軍隊の言葉の特徴としてもう一つ挙げられるのが、압존법(壓尊法)と呼ばれるものです。
※一般社会に合わせて相対敬語は廃止になりましたが一応解説します

압존법とは相対敬語のことで、目上の人について話をしていても、話し相手がもっと上の立場であれば、話題の人を持ち上げないというものです。

이대리, 박과장 어디 갔어?
イ代理、パク課長はどこ行った?
박과장은 외근 나갔습니다.
パク課長は外回りに行ってます

例えば「キム部長>パク課長>イ代理」のような関係で、イ代理はキム部長の前でパク課長を持ち上げたりはしません。

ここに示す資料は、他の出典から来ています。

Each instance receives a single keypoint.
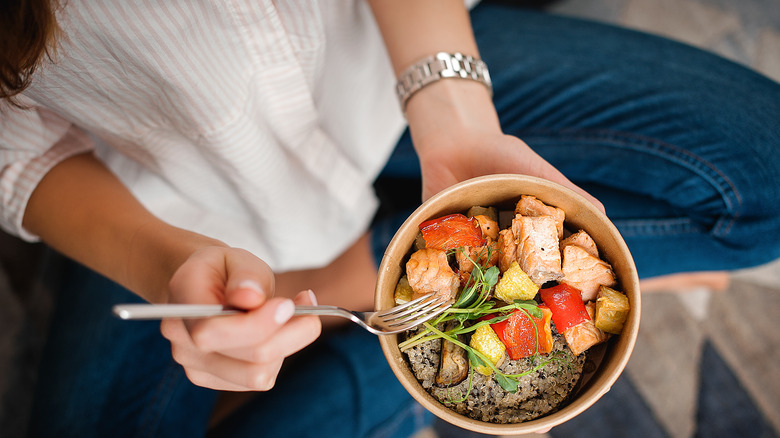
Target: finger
(221, 372)
(250, 281)
(214, 370)
(243, 329)
(298, 333)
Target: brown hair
(28, 31)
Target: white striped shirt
(259, 123)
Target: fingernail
(312, 297)
(284, 312)
(252, 285)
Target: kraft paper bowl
(503, 191)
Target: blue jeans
(678, 144)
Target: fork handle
(159, 311)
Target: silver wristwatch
(440, 66)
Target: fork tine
(415, 320)
(429, 300)
(420, 312)
(404, 306)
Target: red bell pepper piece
(520, 337)
(566, 305)
(452, 231)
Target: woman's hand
(448, 161)
(242, 352)
(457, 135)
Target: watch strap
(440, 66)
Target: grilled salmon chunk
(428, 271)
(538, 253)
(583, 240)
(585, 272)
(530, 206)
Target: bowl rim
(603, 379)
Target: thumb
(250, 281)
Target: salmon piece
(585, 334)
(478, 254)
(538, 253)
(428, 271)
(531, 206)
(507, 249)
(488, 226)
(583, 240)
(585, 272)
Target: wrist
(450, 110)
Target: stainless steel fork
(384, 322)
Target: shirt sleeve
(32, 141)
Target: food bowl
(503, 191)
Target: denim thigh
(679, 144)
(101, 376)
(106, 377)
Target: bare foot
(716, 281)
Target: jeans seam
(151, 418)
(729, 194)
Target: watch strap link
(440, 66)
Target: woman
(236, 147)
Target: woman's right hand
(241, 352)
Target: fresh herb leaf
(491, 277)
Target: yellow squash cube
(486, 341)
(515, 285)
(403, 291)
(611, 310)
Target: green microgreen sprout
(472, 305)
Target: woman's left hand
(449, 161)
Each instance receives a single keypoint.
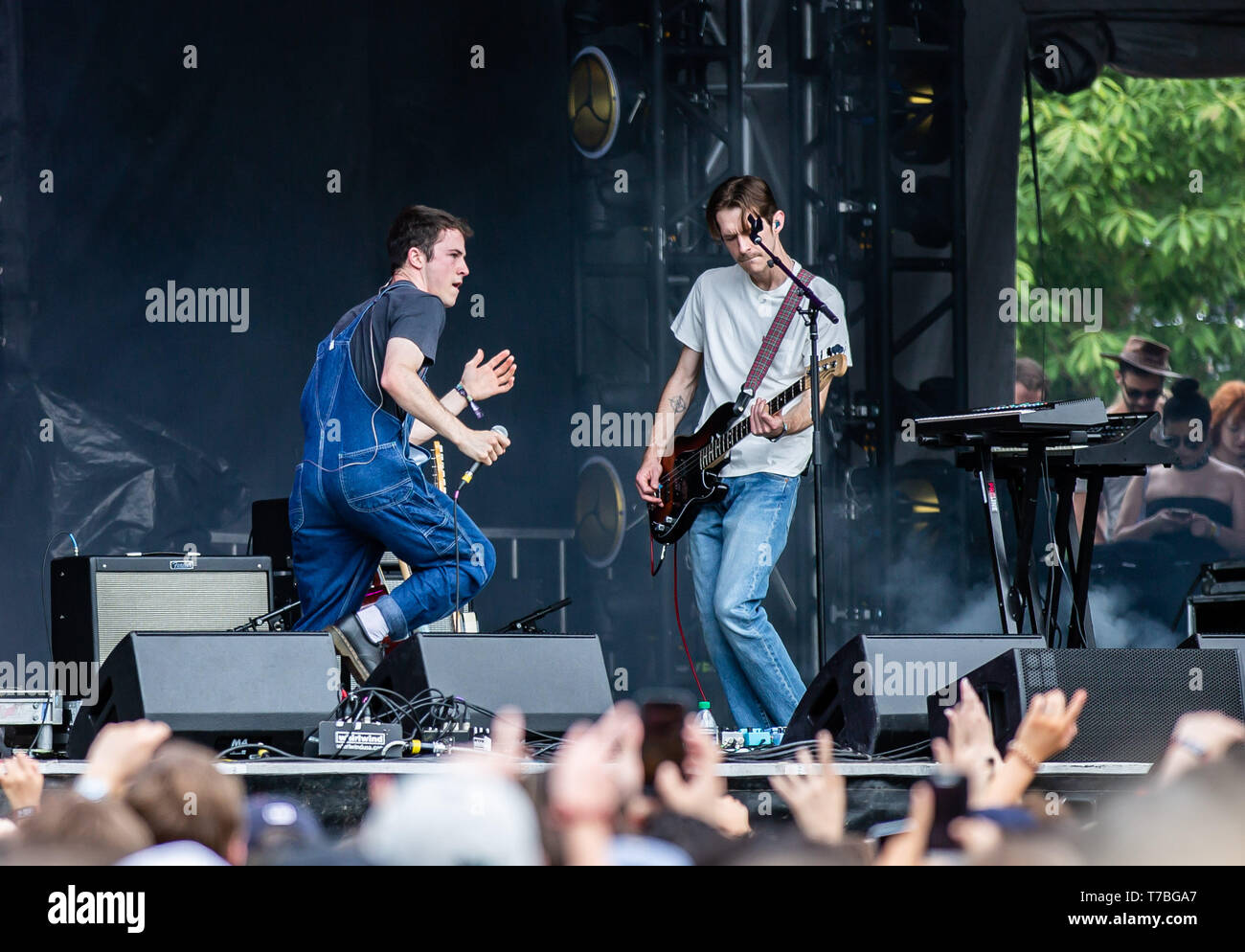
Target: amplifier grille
(175, 601)
(1136, 694)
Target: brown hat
(1142, 353)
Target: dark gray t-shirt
(406, 311)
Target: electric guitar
(690, 474)
(464, 620)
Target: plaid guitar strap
(772, 339)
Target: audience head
(1187, 422)
(100, 831)
(1031, 383)
(1228, 422)
(1143, 366)
(182, 795)
(464, 818)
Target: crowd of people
(147, 799)
(1156, 532)
(1196, 506)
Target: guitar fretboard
(720, 445)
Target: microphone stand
(814, 305)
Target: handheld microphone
(467, 477)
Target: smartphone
(950, 801)
(663, 737)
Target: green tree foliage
(1143, 194)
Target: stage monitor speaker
(218, 689)
(871, 695)
(1136, 695)
(98, 600)
(555, 680)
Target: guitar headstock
(439, 465)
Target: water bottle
(705, 720)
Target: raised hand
(702, 794)
(121, 751)
(21, 781)
(818, 802)
(970, 747)
(487, 379)
(1050, 723)
(484, 445)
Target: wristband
(1024, 755)
(474, 407)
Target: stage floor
(876, 790)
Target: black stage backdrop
(153, 436)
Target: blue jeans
(735, 544)
(356, 494)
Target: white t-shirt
(725, 317)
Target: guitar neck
(721, 444)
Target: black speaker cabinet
(1136, 694)
(219, 689)
(555, 680)
(871, 695)
(98, 600)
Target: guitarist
(737, 540)
(359, 489)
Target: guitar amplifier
(98, 599)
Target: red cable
(679, 622)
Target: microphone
(467, 477)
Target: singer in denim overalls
(360, 490)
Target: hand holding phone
(950, 801)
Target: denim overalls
(356, 494)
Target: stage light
(593, 102)
(599, 511)
(604, 101)
(920, 108)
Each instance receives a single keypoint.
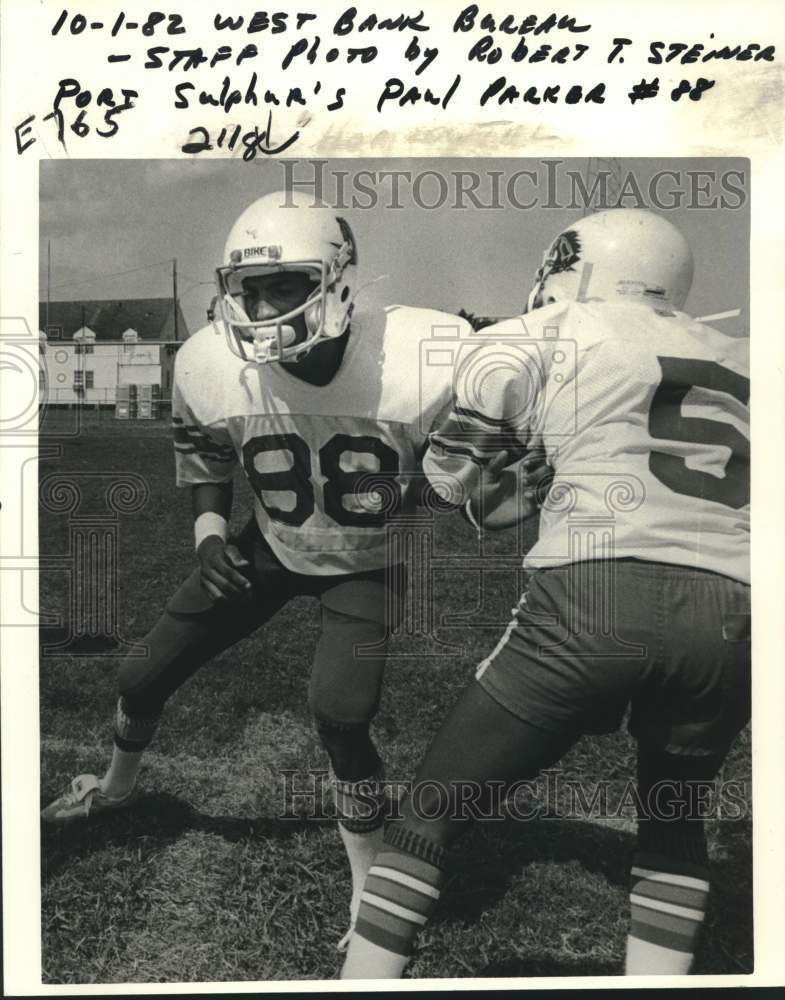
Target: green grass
(204, 880)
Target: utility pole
(48, 282)
(174, 297)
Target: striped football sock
(668, 900)
(360, 806)
(401, 893)
(131, 738)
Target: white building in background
(88, 349)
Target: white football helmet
(623, 254)
(286, 232)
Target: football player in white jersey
(638, 591)
(327, 413)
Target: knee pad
(350, 748)
(346, 681)
(672, 793)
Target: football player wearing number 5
(638, 593)
(326, 412)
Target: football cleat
(83, 798)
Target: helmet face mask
(274, 238)
(629, 255)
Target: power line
(111, 274)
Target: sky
(114, 226)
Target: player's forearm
(212, 508)
(212, 497)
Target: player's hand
(507, 494)
(220, 564)
(534, 479)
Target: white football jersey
(644, 417)
(327, 464)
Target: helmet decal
(565, 252)
(348, 236)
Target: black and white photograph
(309, 433)
(391, 484)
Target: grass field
(207, 880)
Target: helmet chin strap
(283, 336)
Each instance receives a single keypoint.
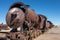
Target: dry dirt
(52, 34)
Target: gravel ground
(52, 34)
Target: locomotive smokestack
(17, 4)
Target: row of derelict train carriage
(31, 24)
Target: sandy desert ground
(52, 34)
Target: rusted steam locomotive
(31, 24)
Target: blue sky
(49, 8)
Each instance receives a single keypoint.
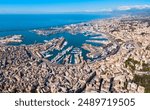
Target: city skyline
(49, 6)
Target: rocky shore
(24, 69)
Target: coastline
(118, 66)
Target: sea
(23, 24)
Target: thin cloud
(133, 7)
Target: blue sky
(52, 6)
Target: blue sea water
(23, 24)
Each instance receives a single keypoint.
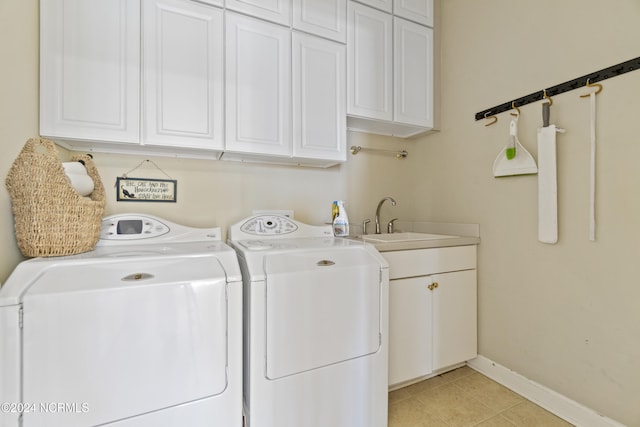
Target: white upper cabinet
(319, 114)
(370, 63)
(413, 72)
(183, 97)
(278, 11)
(258, 72)
(90, 70)
(326, 18)
(385, 5)
(420, 11)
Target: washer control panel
(269, 225)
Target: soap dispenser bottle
(341, 221)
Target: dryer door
(116, 339)
(323, 307)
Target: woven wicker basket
(51, 218)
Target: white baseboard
(550, 400)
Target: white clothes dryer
(144, 331)
(315, 326)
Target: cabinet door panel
(319, 118)
(90, 69)
(420, 11)
(183, 74)
(277, 11)
(410, 329)
(454, 318)
(413, 68)
(326, 18)
(369, 63)
(258, 72)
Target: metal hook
(597, 85)
(495, 119)
(513, 106)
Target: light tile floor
(462, 398)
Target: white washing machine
(144, 331)
(315, 326)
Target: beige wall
(564, 315)
(18, 105)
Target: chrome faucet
(393, 203)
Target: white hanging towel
(547, 185)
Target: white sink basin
(403, 237)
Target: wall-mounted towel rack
(355, 149)
(605, 73)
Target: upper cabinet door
(413, 73)
(319, 116)
(420, 11)
(326, 18)
(369, 63)
(183, 74)
(385, 5)
(90, 69)
(258, 73)
(277, 11)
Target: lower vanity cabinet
(432, 310)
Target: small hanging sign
(146, 190)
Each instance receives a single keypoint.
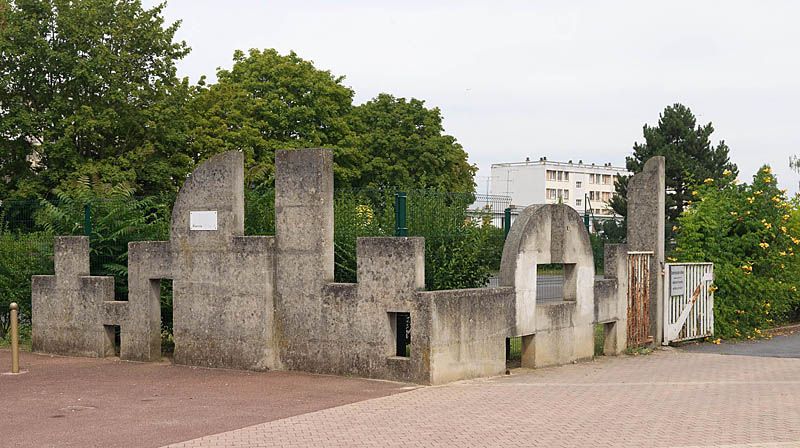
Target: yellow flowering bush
(752, 235)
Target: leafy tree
(268, 101)
(21, 256)
(690, 158)
(88, 88)
(752, 235)
(401, 142)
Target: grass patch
(636, 351)
(24, 339)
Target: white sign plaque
(203, 220)
(677, 280)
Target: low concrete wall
(66, 307)
(468, 332)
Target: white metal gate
(688, 301)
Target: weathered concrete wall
(553, 333)
(646, 196)
(468, 332)
(356, 336)
(268, 303)
(222, 280)
(222, 286)
(66, 307)
(610, 299)
(304, 244)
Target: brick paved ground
(83, 402)
(669, 398)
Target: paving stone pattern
(669, 398)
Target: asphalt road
(781, 346)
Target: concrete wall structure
(253, 302)
(270, 302)
(646, 217)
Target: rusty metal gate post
(639, 298)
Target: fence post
(400, 227)
(14, 337)
(506, 222)
(87, 220)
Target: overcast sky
(514, 79)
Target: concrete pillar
(304, 248)
(646, 196)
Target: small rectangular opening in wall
(401, 333)
(513, 352)
(165, 300)
(113, 335)
(599, 339)
(556, 282)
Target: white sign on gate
(203, 220)
(677, 280)
(688, 301)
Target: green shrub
(117, 218)
(752, 235)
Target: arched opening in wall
(165, 301)
(555, 282)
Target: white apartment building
(547, 182)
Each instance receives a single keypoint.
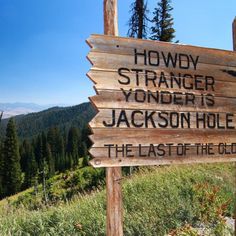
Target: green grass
(156, 201)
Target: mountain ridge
(30, 125)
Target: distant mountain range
(30, 125)
(14, 109)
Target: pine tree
(31, 167)
(73, 143)
(11, 162)
(138, 19)
(56, 142)
(50, 161)
(163, 22)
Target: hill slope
(63, 117)
(156, 201)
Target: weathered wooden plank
(112, 62)
(146, 136)
(107, 118)
(114, 220)
(126, 46)
(97, 162)
(164, 151)
(113, 81)
(117, 100)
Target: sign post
(114, 220)
(234, 34)
(158, 103)
(234, 48)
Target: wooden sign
(161, 103)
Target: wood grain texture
(114, 99)
(114, 220)
(105, 115)
(125, 46)
(97, 162)
(111, 80)
(111, 62)
(147, 136)
(171, 151)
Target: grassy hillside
(63, 117)
(156, 201)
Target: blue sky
(43, 50)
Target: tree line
(161, 21)
(31, 162)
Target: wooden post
(234, 34)
(114, 222)
(234, 48)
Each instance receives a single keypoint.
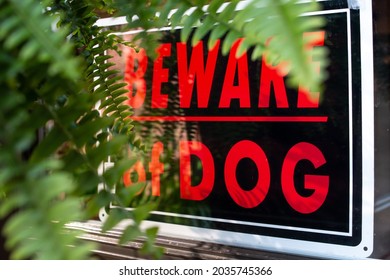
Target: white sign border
(293, 246)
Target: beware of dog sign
(239, 158)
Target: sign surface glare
(237, 157)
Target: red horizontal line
(231, 118)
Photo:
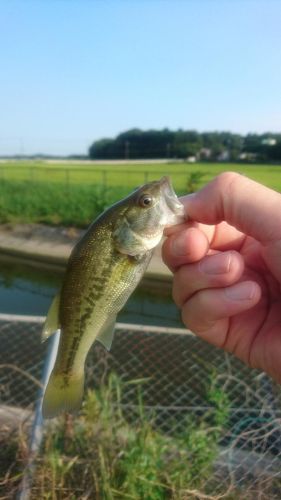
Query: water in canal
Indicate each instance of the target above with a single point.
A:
(29, 291)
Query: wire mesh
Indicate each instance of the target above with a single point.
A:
(175, 368)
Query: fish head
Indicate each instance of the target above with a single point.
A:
(145, 214)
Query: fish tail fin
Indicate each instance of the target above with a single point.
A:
(63, 393)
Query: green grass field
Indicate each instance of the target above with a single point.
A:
(132, 174)
(75, 193)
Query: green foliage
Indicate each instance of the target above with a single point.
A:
(136, 143)
(102, 453)
(54, 203)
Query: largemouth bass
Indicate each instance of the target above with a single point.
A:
(103, 270)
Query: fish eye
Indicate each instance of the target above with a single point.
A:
(145, 200)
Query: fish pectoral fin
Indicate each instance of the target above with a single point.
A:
(51, 324)
(105, 336)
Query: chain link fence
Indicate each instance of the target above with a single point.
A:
(176, 368)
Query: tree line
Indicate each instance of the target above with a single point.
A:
(188, 144)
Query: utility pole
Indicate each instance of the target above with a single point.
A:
(127, 150)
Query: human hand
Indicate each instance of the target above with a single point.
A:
(227, 269)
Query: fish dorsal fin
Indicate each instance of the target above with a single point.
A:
(105, 336)
(51, 324)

韓国よりも日本の方が相対敬語を使っているので、イメージはしやすいと思います。

韓国では「絶対敬語」が一般的

韓国では相対敬語よりも絶対敬語の方が一般的です。

そのため会話もこのようになります。

이대리, 박과장 어디 갔어?
パク課長はどこ行った?
박과장은 외근 나가셨습니다.
パク課長は外回りに行ってます

自分より立場が上の人は無条件に持ち上げていますね。

ただし家庭内では相対敬語を使うケースもあります。

例えばおじいさんが孫に「お父さんはどこにいったのか」聞いた時、孫は父を祖父の前では持ち上げたりはしません。

適切な敬語の使用は韓国語を習得する上で避けては通れない道です。

タナカも含めて敬語の使い方を知っていれば、勉強や仕事はもちろん、あらゆる場面で役立ちます。

覚えておいて損にはならないので、少しづつ勉強してみましょう。